腎臓に発生する液体で満たされた袋状の構造のことです。腎臓の中に1つまたは複数の嚢胞ができる良性疾患で、加齢とともに多く見られます。

腎嚢胞の主な種類

種類 説明 特徴
単純性腎嚢胞 最も一般的。単一の液体で満たされた袋 良性で、ほとんど無症状。画像検査で偶然発見されることが多い
複雑性腎嚢胞 複数の隔たりを持つ嚢胞や、内部が不規則なもの 悪性の可能性が低いが、定期的な観察が必要な場合もある
多嚢胞腎 両側の腎臓に多数の嚢胞が発生 遺伝性で、腎機能が低下する可能性がある
獲得性腎嚢胞 慢性腎臓病や長期透析により発生 腎機能の悪化に関連

症状

ほとんどの腎嚢胞は無症状です。 健康診断や他の疾患の検査時に、超音波やCT検査で偶然発見されることが大半です。

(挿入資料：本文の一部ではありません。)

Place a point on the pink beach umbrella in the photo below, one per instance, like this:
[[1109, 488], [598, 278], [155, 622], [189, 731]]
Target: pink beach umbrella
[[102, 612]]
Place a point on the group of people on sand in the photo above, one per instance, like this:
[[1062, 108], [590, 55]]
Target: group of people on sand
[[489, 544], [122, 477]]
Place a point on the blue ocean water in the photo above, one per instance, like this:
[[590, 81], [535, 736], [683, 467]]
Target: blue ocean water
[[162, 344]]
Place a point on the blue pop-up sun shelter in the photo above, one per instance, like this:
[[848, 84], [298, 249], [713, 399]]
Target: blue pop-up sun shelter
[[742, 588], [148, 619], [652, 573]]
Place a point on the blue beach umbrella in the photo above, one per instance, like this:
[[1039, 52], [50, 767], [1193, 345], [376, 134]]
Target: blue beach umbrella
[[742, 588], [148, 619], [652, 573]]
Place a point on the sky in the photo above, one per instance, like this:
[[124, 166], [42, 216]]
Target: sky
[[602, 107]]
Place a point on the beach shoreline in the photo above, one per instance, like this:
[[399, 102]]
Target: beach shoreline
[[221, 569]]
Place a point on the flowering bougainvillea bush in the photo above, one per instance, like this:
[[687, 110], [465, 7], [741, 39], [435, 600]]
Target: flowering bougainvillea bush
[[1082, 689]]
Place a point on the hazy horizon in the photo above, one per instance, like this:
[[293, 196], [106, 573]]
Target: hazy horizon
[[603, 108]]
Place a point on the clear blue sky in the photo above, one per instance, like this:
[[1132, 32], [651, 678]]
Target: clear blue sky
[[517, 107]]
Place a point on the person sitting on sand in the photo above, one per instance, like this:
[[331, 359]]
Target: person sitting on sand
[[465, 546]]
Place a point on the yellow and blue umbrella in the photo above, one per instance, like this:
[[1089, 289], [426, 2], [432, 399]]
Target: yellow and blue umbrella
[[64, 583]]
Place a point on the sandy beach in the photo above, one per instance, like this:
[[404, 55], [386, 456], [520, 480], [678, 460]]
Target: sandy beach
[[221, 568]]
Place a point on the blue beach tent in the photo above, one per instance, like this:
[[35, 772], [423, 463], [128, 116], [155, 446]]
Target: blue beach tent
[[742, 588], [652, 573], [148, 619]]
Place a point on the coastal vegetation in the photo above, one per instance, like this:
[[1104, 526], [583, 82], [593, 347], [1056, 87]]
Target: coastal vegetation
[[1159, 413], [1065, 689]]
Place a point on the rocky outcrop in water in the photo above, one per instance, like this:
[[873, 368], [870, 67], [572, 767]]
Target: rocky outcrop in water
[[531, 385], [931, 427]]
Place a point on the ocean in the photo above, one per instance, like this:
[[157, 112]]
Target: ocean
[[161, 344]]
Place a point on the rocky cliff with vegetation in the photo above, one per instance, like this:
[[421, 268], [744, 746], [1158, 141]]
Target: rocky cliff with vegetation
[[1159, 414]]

嚢胞が大きくなった場合、以下の症状が出ることがあります:

  • 腰や脇腹の痛み
  • 血尿
  • 腹部の腫瘤(腫瘍に気付く)
  • 高血圧(嚢胞が腎臓を圧迫する場合)
  • 腎機能の低下(大きな多嚢胞腎の場合)

治療

ほとんどの単純性腎嚢胞は治療不要です。 定期的な画像検査で経過観察するのが一般的です。

 

腎嚢胞は一般的に予後が良く、生命に危険を及ぼすことはほぼありません。医師の指示に従い、定期的な検査を受けることが重要です。

この診断は医療機関を受診される際の参考にしていただくもので、医師の診察に代わるものではありません。症状に気になる点がある方は早めに医療機関にご相談ください。